On pourrait critiquer le fait que malgré la présence d’artistes Eastcoast (on peut encore citer Dave East, Fabolous sur « Make Some Money »), Snoop a quasiment fait une compilation ‘maison’, avec ses producteurs à lui : Battlecat, Prohoezak, Soopafly et d’autres westcoast comme Terrace Martin, Neff-U (Bone Thugs N Harmony), LT Hutton… Le logo de DoggyStyle Records aurait dû mettre la puce à l’oreille. Il a même librement ramené ce bon vieux Kokane sur « No Smut On My Name » qui a fait l’objet d’un clip ! Il n’y a que « Murder Music » en rap new-yorkais pur et dur. Mais peu importe, la qualité est au rendez-vous et il y a de quoi plaire au plus grand nombre.
BODR (2022)
Deux jours après sa prestation mémorable à la mi-temps de la finale du Superbowl 2021 avec Dr Dre, Snoop Dogg balançait son 19e album solo BODR. Pour Bacc On Death Row. Encore une très grosse surprise ce rachat du label Death Row, qu’il a fui en 98 à cause du trop menaçant Suge Knight (aujourd’hui en prison). Plus qu’une surprise, une vraie revanche sur la vie. Voir l’illustration de Snoop habillé de la couleur bleue des Crips assis sur la chaise électrique, qui était originellement rouge, ça fait un sacré effet. A ce propos c’est le même dessinateur que l’artwork de Algorithm? Il avait -30% sur le second dessin? Mais par dessus tout, allait-il réussir à redonner vie à ce label aussi mythique que maudit en remettant le voltage?
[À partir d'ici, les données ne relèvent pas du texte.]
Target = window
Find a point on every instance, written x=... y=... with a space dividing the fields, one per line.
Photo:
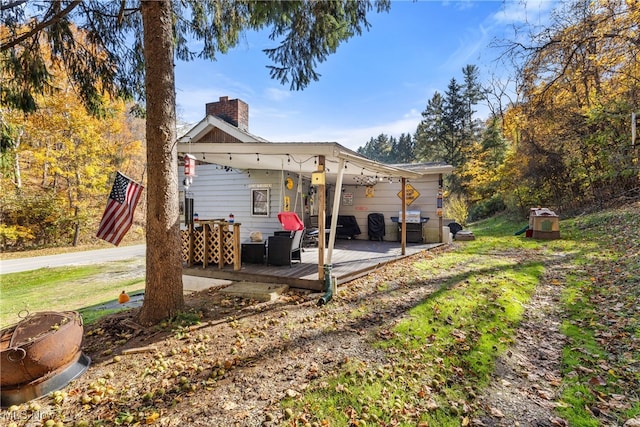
x=260 y=202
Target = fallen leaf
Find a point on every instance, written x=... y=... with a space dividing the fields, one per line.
x=496 y=413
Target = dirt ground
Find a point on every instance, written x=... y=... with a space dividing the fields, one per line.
x=234 y=367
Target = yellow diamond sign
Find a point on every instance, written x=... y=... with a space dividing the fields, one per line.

C’est là tout l’enjeu et ça commence par une intro G Funk comme pour Doggystyle avec « Still Smokin ». Mais en regardant les noms de Battlecat, Nottz, Hi-Tek, Soopafly à la prod, les chanteurs October London, Jane Handcock, HeyDion, Nefertitti Avani qu’il a rapatrié… Ne serait-ce pas une suite de Algorithm justement? ça pourrait presque en être le prolongement… Mais sinon, il y a Hit-Boy sur quatre instrus pour insuffler un peu de renouveau (où l’on retiendra « Conflicted » avec Nas qui semble être une chute de studio de sa trilogie King’s Disease). Gros kif aussi pour « Crip Ya Enthousiasm » sur un sample de « Frolic » de Luciano Michelini (OUI COMME LA MARQUE DE CROQUETTE POUR IENCHS!!). Encore une idée de génie de DJ Green Lantern… Sample 90s R&B de « Blackberry Molasses » de Mista sur « Keep Pushing On » avec T.I. et Sleepy Brown, d’autres tracks suivent cette mouvance pour apporter de la modernité. Le G-Funk c’est révolu, les anciens rappeurs du DPG pas encore contactés pour le moment… Jusqu’à cette éclaircie avec un passage inédit de Nate Dogg sur « Outside the Box ». Les titres passent, en faisant ‘ok’, ‘mouais bof’, ‘pas mal’, ‘ça moins’… Il est évident qu’en dépit de le motivation dont fait preuve Snoop Dogg pour devenir capitaine de bateau, il ne sait pas trop sur quel pied danser. La précipitation pour sortir un tel projet n’était pas non plus l’idée du siècle.
BODR portait la lourde tâche d’amorcer un redémarrage de Death Row et donner les futurs contours artistiques du label. C’est un peu le principe de repartir d’une page presque blanche, sauf qu’on était en 2022, plus en 1992. Au moins, les restes de 2Pac n’ont pas été ressortis du placard… Mais on aura droit en 2024 au très bon W.A.W.G. du Dogg Pound, avant de tomber de très haut avec Missionary produit par Dr Dre… Malgré tout, on lui souhaite de la réussite dans cette entreprise.